One of the first things I learned from TIDE in Belize was about the huge damage being done by gill netting—a highly destructive fishing method being used in the Port of Honduras. This port, on the Belize coast, is one of the major fish spawning grounds for all of the Caribbean, the Gulf of Mexico and the Atlantic Ocean. Gill netting was sweeping up virtually every form of sea life and threatening not only Belize fishermen’s livelihoods but depleting fish from the oceans.

 

Around the same time I learned that schooling in Belize is only free up to sixth grade. Belize high school is not compulsory, so after sixth grade the families have to pay tuition, books, uniforms, and transportation. This is a huge amount for them. It is unaffordable for almost all, certainly unaffordable for most fishing families. But the families valued education—although they nearly always put the boys first.

So I had the idea for a swap, an education fund that would be used as leverage to stop gill netting. We would set up a fund that would provide high school scholarships to children of gill netters—in exchange for them giving up their gill nets.

I remember begging the TNC Belize country manager to let me try this approach, but he kept saying “no” because he felt that providing scholarships would be outside the mission of TNC.

But I didn’t give up. I hounded him with arguments until he finally said, “Okay, but you have to create and run the program.” So, with the help of some wonderful people, we raised over $50,000 to fund these scholarships. TIDE ran the program and screened students and I would travel back to Belize frequently to check up on the kids, to make sure the gill netters were not gill netting any longer, and to report back to our donors.”

The first Maya bags: Holiday “packaging”

 

Thinking about that beautiful butterfly, I returned to my New York home just before the holiday season with a new hope. An idea was beginning, but I recognized that I had better think it through really well before jumping in. Drawing on my background in visual design and film making for the fashion industry, I started thinking about what we might do with the embroidery skills I had seen in Jovita’s embroidered butterfly gift-skills I had subsequently learned existed throughout the village where I had visited.

 

With the holidays coming on, I happened to think about how much I dislike wrapping paper—because it is useful for about a week and then thrown out, filling up our landfills with yet more waste. And I thought how much time it takes to wrap presents, especially with an already too-busy holiday season.
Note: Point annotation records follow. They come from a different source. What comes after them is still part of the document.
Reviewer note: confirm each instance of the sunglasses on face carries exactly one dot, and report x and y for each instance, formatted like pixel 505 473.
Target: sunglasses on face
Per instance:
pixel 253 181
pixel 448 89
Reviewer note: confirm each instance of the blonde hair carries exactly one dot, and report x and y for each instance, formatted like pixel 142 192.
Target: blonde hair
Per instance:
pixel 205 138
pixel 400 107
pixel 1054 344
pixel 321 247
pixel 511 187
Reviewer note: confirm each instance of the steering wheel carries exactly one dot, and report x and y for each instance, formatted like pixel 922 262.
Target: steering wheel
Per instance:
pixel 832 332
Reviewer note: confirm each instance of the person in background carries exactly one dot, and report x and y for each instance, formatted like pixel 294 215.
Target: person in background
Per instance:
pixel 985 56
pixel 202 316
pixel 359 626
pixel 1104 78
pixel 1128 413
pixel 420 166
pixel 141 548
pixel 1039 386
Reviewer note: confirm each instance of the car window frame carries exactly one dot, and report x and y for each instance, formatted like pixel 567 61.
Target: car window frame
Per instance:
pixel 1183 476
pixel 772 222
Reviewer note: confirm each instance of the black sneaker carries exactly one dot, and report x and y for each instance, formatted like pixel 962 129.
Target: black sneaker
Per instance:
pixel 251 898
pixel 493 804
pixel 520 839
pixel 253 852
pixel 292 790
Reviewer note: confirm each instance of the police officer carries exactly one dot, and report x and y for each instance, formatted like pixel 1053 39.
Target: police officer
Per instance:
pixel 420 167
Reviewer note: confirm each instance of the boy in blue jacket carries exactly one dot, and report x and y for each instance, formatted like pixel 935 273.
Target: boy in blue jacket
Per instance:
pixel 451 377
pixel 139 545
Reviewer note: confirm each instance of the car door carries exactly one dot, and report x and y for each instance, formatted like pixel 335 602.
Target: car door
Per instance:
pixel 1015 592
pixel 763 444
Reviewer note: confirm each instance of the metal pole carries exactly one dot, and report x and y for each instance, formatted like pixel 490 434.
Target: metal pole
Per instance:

Those thoughts came together in a first step plan. I made a design for hand-embroidered holiday gift bags that could be used year after year. Beautiful bags you could put a present into, tie closed and, at the end of the season, smooth out and store in a thin, flat box to reuse or re-gift next year.

Then the cottage industry took off

In early January of 1999, I flew back to Belize with $1500 and put together a small cottage industry with six women who hand-embroidered sets of Christmas bags that I brought back to the U.S. to sell. Raising $4000 from the sale of the bags, I returned to Punta Gorda in Belize, rented a small office, hired a manager, and boom, MayaBags began in earnest.

A new model idea: Building a business, not a non-profit NGO

The driving motivation behind this business was a desire to save and in fact enhance the quickly vanishing Maya handwork skills, and in doing so empower Maya women as income producers in their households. To encourage them to send their girls to high school along with their boys, to preserve their traditional hand skills, and to build a business—not just a charity.

 

I was hoping for a business that could serve as a model for an entrepreneurial way to make income—as opposed to current widespread damaging environmental practices, like slash and burn farming and harvesting non-sustainable rainforest materials like rosewood.

Making beautiful things and changing lives, including Judy’s

 

So the “good fortune” butterfly gave rise to the MayaBags idea that keeps on growing. Beautiful MayaBags accessories have found homes in our customers’ houses and closets. Many Belize Maya have jobs and better lives than before. And certainly my life has not been the same since spotting that butterfly.

We have many MayaBags plans for the future and lots more artisanal creativity in the works.